Как-то настал праздничный день, а нас в праздники сажали под замок — это называлось праздничной изоляцией, — и были люди, которые встречались друг с другом, познакомились друг с другом, поверили друг другу именно на этих «изоляциях». Как ни страшна, как ни унизительна была изоляция — она была легче работы для заключённых пятьдесят восьмой. Ведь изоляция была отдыхом — пусть минутным, а кто бы тогда разобрался, минута или сутки, или год, или столетие нужно нам, чтобы вернуться в прежнее своё тело — в прежнюю свою душу мы не рассчитывали вернуться. И не вернулись, конечно. Никто не вернулся.
Колонизация края требует твёрдой линии в создании всяких препятствий к отъезду, государственной помощи и постоянного внимания приезду, завозу на Колыму людей. Эшелон заключённых — просто наиболее простой путь обживания новой трудной земли.
К нам подошёл Зуев, десятник.
— У меня к тебе просьба. Не приказ! Напиши мне заявление Калинину. Снять судимость. Я тебе расскажу, в чём дело.
Трудно мне было писать, и не только потому, что загрубели руки, что пальцы сгибались по черенку лопаты и кайла, и разогнуть их было невероятно трудно. Можно было только обмотать карандаш и перо тряпкой потолще, чтобы имитировать кайловище, черенок лопаты. Когда я догадался это сделать — я был готов выводить буквы.

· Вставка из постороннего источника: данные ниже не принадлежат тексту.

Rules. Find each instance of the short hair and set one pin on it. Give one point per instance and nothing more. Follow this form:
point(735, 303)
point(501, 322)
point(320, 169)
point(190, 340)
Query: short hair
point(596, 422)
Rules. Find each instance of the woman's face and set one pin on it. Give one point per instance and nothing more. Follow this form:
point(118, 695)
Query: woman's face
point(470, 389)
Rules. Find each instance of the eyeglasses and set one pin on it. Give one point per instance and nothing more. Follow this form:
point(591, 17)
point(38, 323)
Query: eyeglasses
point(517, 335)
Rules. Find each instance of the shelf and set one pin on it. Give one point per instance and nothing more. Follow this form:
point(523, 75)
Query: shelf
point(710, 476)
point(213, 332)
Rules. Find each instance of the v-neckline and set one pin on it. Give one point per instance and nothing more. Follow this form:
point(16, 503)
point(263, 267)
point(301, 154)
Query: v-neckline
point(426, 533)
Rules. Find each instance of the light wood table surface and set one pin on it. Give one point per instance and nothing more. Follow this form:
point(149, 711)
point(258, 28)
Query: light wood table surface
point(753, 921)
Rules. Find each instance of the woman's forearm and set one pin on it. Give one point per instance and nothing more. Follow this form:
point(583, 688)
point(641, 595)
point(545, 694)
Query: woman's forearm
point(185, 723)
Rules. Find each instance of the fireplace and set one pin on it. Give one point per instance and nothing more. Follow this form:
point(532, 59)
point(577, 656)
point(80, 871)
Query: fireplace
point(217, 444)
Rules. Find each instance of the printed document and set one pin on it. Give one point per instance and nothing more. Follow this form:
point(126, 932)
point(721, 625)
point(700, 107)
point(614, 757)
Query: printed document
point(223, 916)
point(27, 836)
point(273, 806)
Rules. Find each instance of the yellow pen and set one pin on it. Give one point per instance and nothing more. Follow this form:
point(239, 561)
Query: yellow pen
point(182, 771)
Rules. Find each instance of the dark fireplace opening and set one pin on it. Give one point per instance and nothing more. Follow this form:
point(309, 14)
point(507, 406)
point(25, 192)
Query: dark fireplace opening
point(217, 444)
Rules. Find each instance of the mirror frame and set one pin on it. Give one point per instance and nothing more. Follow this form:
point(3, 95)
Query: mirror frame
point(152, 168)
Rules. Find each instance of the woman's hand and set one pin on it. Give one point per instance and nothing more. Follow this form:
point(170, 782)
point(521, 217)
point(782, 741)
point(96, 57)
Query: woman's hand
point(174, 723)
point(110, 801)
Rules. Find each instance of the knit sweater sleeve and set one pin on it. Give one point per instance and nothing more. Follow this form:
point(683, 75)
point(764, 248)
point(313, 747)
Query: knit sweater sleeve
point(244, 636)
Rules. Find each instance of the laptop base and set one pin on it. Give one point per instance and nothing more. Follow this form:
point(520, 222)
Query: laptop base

Трудно было писать, потому что мозг загрубел так же, как руки. Потому что мозг кровоточил так же, как руки. Нужно было оживить, воскресить слова, которые уже ушли из моей жизни. И, как я считал, навсегда… Я не мог выжать из своего иссушенного лагерем мозга ни одного лишнего слова. Не мог заглушить ненависть. Я не справился с работой и не потому, что слишком велик был разрыв между волей и Колымой, не потому, что мозг мой устал, изнемог, а потому, что там, где хранятся прилагательные восторженные, там не было ничего, кроме ненависти. Подумайте, как бедный Достоевский все десять лет своей солдатчины после Мёртвого дома писал скорбные, слёзные, унизительные, но трогающие душу начальства письма. Достоевский даже писал стихи императрице. В Мёртвом доме не было Колымы. Достоевского постигла бы немота, та самая немота, которая не дала мне писать заявление Зуеву».